(5 of 9)
Career by Council. Before reporting for training, Lausche went home to Cleveland. Ma Lausche thereupon called a family council to discuss his future. In the midst of his family, Frank was persuaded to give up professional baseball and study law instead (his brother William, an accomplished pianist and composer, was talked out of a musical career and into dentistry at a similar family meeting). It was an important decision for Frank Lausche and, as it turned out, a wise one. Without any previous college training, he began to study law at night, clerking in a Cleveland law firm during the day, and playing semipro baseball for $15 a game each weekend (years later, in 1951, Governor Lausche was nominated forand reluctantly refused the $65,000-a-year job of U.S. baseball commissioner).
After 2½ years Lausche graduated from law school, second in his class. He was also second, in a group of 160 applicants, when he passed his bar examinations with a mark of 91.7. In 1920 he joined Locher, Green & Woods, the law firm where he had clerked. Almost immediately he got into politics, as a leader in Ward 23, Cleveland's strongest Democratic district. He had been widely known in the neighborhood from his lamplighting days, and he had a pleasing platform personality. In 1922 the party put him up for the state assembly. In 1924 he ran for the state senate. He lost both races (only once since, in his first bid for re-election as governor in 1946, has Lausche ever lost at the polls). Discouraged, he drifted out of politics, concentrated on law and the pursuit of the other woman in his life.

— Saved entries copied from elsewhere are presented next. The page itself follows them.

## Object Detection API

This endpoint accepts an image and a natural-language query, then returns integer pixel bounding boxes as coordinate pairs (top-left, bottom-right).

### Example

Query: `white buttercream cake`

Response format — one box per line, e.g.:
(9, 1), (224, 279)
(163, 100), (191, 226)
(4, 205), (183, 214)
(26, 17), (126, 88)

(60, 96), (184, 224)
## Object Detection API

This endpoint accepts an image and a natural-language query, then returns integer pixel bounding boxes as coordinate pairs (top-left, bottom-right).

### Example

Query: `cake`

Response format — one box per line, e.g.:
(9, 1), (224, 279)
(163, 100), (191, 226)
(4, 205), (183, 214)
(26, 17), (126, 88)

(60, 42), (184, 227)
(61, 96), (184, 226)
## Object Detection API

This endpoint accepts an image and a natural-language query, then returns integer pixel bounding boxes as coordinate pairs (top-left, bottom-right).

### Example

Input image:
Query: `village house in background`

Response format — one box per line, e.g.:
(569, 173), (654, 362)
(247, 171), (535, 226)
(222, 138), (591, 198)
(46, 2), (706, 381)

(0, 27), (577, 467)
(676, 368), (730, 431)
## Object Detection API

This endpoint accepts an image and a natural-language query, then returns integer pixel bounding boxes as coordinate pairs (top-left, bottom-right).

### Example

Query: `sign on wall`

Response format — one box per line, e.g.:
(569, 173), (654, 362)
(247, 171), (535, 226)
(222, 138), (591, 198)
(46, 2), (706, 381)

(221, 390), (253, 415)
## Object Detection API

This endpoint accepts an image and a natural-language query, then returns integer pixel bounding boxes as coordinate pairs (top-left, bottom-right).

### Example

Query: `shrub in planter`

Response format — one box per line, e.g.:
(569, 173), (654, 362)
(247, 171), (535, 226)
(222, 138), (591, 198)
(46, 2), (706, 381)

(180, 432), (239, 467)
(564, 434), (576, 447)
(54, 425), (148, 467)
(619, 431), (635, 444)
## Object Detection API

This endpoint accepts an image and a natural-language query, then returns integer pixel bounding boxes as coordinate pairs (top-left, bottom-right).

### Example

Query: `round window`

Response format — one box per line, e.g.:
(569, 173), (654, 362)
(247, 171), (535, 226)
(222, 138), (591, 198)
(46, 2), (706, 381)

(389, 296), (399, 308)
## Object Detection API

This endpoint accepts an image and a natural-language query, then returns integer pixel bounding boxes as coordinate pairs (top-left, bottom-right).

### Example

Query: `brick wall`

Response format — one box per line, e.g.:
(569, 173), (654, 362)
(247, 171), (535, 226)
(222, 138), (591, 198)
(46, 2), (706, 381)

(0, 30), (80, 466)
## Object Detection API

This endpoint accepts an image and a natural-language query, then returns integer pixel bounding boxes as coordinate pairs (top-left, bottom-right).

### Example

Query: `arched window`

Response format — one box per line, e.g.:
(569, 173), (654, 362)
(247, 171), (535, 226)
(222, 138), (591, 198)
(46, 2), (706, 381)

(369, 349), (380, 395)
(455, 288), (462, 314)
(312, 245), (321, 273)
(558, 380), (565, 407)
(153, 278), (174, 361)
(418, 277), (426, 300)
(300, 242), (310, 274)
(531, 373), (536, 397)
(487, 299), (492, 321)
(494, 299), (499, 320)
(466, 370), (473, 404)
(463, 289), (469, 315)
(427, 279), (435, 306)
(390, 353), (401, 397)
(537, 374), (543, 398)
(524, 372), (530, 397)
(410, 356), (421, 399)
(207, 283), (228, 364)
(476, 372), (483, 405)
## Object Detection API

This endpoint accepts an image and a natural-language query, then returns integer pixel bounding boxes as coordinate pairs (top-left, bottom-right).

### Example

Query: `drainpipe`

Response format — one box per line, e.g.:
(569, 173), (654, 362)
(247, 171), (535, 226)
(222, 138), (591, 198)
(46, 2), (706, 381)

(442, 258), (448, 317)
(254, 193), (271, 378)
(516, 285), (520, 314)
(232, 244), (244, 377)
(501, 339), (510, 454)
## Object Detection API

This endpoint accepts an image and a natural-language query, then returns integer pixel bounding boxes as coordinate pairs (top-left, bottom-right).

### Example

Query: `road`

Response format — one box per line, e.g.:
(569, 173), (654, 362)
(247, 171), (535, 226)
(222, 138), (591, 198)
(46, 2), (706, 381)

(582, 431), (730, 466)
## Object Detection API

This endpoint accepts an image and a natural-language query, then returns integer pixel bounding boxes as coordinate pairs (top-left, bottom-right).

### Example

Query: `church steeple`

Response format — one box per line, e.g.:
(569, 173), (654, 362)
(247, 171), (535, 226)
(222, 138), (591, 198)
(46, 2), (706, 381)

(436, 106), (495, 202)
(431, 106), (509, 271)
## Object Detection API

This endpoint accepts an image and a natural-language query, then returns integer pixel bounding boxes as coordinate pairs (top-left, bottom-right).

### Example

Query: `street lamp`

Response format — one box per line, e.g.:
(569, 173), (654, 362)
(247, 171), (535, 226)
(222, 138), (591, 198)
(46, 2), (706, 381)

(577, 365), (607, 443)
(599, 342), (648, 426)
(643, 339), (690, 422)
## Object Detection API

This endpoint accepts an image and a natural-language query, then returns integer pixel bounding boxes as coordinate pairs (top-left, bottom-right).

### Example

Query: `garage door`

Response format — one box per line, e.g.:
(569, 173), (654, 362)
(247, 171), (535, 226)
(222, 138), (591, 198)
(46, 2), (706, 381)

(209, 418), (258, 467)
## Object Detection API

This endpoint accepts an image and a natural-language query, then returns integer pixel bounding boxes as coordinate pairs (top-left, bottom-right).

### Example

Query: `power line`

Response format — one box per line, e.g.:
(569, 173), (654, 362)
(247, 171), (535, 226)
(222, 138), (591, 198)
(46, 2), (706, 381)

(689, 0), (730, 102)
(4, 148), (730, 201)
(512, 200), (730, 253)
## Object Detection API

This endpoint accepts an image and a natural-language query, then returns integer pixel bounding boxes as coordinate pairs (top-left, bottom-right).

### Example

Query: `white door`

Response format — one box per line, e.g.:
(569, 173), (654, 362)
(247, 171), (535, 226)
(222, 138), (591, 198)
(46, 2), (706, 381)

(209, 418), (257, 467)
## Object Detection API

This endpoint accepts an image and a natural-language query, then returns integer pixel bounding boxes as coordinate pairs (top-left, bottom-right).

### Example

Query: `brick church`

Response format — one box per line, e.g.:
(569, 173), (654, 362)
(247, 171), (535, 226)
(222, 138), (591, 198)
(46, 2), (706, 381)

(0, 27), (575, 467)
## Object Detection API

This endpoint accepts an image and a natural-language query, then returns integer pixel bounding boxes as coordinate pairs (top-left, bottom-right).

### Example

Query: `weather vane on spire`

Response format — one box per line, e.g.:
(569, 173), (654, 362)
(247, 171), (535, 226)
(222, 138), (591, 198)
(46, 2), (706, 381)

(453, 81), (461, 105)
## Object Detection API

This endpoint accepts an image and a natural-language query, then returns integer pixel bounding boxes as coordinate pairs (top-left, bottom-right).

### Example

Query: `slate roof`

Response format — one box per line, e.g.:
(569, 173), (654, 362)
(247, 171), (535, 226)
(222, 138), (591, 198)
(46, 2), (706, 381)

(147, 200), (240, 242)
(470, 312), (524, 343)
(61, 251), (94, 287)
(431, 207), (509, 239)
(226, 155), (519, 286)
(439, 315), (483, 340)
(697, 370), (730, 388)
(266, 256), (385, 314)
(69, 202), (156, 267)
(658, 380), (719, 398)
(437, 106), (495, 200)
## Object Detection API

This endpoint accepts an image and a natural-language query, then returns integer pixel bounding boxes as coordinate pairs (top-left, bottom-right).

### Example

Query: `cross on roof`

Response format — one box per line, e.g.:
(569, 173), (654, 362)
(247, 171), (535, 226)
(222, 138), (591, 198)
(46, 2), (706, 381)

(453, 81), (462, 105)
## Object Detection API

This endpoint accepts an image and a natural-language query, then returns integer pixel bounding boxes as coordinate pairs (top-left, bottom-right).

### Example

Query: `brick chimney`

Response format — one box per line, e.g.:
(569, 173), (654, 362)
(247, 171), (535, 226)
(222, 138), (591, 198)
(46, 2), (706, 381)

Six Dozen Roses. One night, when Frank was a law student, he went on a double date with a lawyer friend, spent the evening making calf's eyes at his friend's date, pretty Jane Sheal. After seven years of courtship and engagement, they were married by an Episcopal minister because Jane, a "stubborn Methodist" by her own description, refused to be married in the rites of the Catholic Church. Although Frank was automatically barred by his marriage from receiving the sacraments of his church, Ma Lausche, a devout Catholic, proudly welcomed her daughter-in-law into the family with a bouquet of six dozen American Beauty roses.
Jane Lausche, a wise and witty woman, has been a sturdy asset to her husband. She is a charming hostess, a good housekeeper, and an ornament to any political gathering. Not long after her marriage, she quit her successful interior designing business. Life with Lausche, she discovered, was career enough: "It's like being married to a mountain. There's no use trying to move him or domesticate him. He works, works, works all the time."
But Jane has ideas of her own: in 1951, despite her husband's horrified objections, she took flying lessons and got a pilot's license because, she explained, with all the flying she and the governor do, somebody should be able to take over in case anything happened to the pilot. In her way Mrs. Lausche has managed to change her husband slightly, often without his knowledge. When he refused to yield his wrinkled, tired suits to her for cleaning and pressing, Jane slyly bought duplicate suits, now manages to keep the governor's wardrobe fresh by wifely sleight of hand. It was years before Frank Lausche discovered that he owned eight suits, not four.